At the start of Tracy Letts’ “Bug,” Cochran, as the lonely Agnes, leans against an Oklahoma City motel door, puffing dreamily on a cigarette. But she has no idea what’s in store for her.

Cochran, who created the role in the play’s London premiere, was a last-minute replacement for Amanda Plummer, who left the production due to “creative differences.”

But it’s difficult to imagine anybody funkier or better than Cochran as the wary, vulnerable Agnes.

A decade ago, she’d lost her 10-year-old son to a kidnapper, never to find him again; her ex-husband (Michael Cullen) has just gotten out of jail and is pestering her.
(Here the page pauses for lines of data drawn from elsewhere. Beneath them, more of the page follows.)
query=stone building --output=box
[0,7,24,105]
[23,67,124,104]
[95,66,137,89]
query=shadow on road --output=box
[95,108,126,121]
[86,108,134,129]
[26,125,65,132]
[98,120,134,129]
Then a friend (Amy Landecker) stops by with the handsome but decidedly odd Peter (Michael Shannon, in a terrific performance).

Agnes takes a shine to him, inviting him to stay, but over the next few days, his bizarre world-view emerges. He’s convinced his mind has been messed with by the Army, and eventually envelopes Agnes in his own delusions.

“Bug” is a fantasy about paranoia, but under the meticulous if slightly cuckoo direction of Dexter Bullard, it’s less a play than an obsessive stunt designed to entrap and humiliate its characters.

That said, Letts creates some richly pathetic people, whom Cochran and Shannon bring to vivid life.